We lost the boy kitty yesterday. Asleep in my husband's lap, surrounded by love, he crossed the rainbow bridge.
His life as we knew it:
He was born in a trailer park in Gerlach, Nevada and lived there as a stray for many years, although a one time someone took good care of him. Gerlach is home to a lot of cats and very few people, and Rue graduated to our yard and partook of the free cat food and water that was offered to all members of "The Cat Club."
Rulon soon became president and finally moved into the house but still ruled the yard with his fellow cats.
Two incidents stand out.
1) I visited Gerlach years ago when Rulon was already in residence. He spent half the night on my bed at my feet and half the night with his master. He always shared the love.
2) Having been on his own a lot, Rulon was a mighty hunter, and one day he caught a bat in the yard. In this part of the world, many bats are rabid. Hearing the scuffle in the yard, his master went out and separated cat and bat (the bat was injured). He took a shovel and dispatched the bat, and took the carcass to Reno to determine if the bat had been rabid. Unfortunately, the bat's head was smashed to smithereens, and it was not possible to do a necropsy.
Rulon's master was told the cat should be isolated for six months to make sure he hadn't contacted rabies. This was deemed impossible. Now, living approximately 100 miles from anywhere, Rulon had not received much veternary care, but he had been "fixed." That meant that he probably had had a rabies shot at one time at least. The vets contacted around Reno did not want to touch this case with a ten foot pole, except for one who said, "bring him in." We will all be forever grateful to this man.
I landed in Reno from Boston the day Rulon was to go to the vet. Even with cell phones, we had a hard time meeting up at the airport, and his master carried Rulon in a (smallish) cat carrier and also carried a cooler. as the day was very hot. Finally we found the vet's office. By now the cat was an unhappy camper. The vet had an emergency delivery of pure bred kittens, and we had to wait. I purchased a larger carrier. Rulon got a rabies booster and a distemper shot and was put into the new carrier and we drove the 100 miles back to Gerlach. He did not feel well that evening and the next day, and then he rallied.
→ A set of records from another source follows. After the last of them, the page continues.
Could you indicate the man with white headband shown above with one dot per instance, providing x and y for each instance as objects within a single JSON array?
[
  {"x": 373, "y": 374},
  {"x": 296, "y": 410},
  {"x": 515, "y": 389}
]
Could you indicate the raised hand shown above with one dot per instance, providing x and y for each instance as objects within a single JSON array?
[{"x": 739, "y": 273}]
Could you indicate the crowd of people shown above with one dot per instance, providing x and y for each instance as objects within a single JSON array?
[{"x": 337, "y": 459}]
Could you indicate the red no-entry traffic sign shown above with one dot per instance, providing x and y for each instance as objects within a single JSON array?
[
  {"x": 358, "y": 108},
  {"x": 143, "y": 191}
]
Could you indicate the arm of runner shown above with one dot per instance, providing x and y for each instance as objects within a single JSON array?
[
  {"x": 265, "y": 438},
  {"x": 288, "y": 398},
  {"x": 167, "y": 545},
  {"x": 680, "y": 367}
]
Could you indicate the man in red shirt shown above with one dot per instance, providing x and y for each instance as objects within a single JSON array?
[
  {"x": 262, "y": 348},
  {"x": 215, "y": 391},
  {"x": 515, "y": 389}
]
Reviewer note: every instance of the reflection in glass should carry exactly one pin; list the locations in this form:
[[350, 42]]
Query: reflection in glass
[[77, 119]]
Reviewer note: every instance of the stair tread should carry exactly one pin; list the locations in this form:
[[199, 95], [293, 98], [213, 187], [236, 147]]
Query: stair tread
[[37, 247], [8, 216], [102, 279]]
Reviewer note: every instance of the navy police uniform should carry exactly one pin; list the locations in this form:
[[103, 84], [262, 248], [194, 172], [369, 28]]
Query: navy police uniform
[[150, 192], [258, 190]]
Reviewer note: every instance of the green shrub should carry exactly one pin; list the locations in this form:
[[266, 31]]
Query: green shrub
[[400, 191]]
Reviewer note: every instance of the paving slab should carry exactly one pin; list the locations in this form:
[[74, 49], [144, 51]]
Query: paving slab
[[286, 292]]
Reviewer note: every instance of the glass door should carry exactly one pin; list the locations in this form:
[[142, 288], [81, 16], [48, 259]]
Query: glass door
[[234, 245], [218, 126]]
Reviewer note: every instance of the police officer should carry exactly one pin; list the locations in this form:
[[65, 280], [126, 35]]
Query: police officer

The vet said watch him for two weeks, and after this time passed without any signs of rabies the cat was good to go although he was monitored for a longer period of time.
Rulon came to us again via Southwest Airlines with a harness because he had to be taken out of the carrier to go through security. It was a long drive to Reno, and then a flight and then a layover and another flight and he arrived in Providence late at night exhausted. So tired was he that he crawled into a corner of the basement storeroom and slept for two days. No food. No water. No litter box use. That's when we realized he was probably older than we thought. He finally recovered and was introduced to his housemate who spruned him because she dislikes all other cats. In the end she grew to tolerate him and even slept on our bed with him (discreetly separated) occasionally.
A few years ago, another Gerlach cat, a pretty friendly tabby joined the household, and she and Rulon bonded. He loved her and liked to lick her ears. She even let him sniff her butt, something the other female cat disdained (to put it mildly). The new girl kitty wanted to play, and Rue was just too old to play, but they both would sleep on my lap while I watched TV, providing a wonderful excuse for long naps and being lazy.
Rulon had long had dental problems and had oral surgery twice. The last time he wasn't toleraing the surgery well due to the anesthesia, which left him with dental problems which could not be remedied. A few weeks ago he experienced difficulty eating and we tried to find food he could eat, like cat soup and baby food and his favorite food mixed with water. This lasted for a while, but he had more and more difficulies and just wanted to lie down on the heat register wrapped in a down duvet, warmer than warm on his tired, skinny cat bones.
He continued to climb on the bed every night and sleep part of the night on each of us, still sharing the love. He will be missed by his housemates and his owners, who are so sad that he is gone. This is something every pet owner must face and it never gets easier.
Now the dynamic will have changed and the two girl kitties must find their way together. As we all will.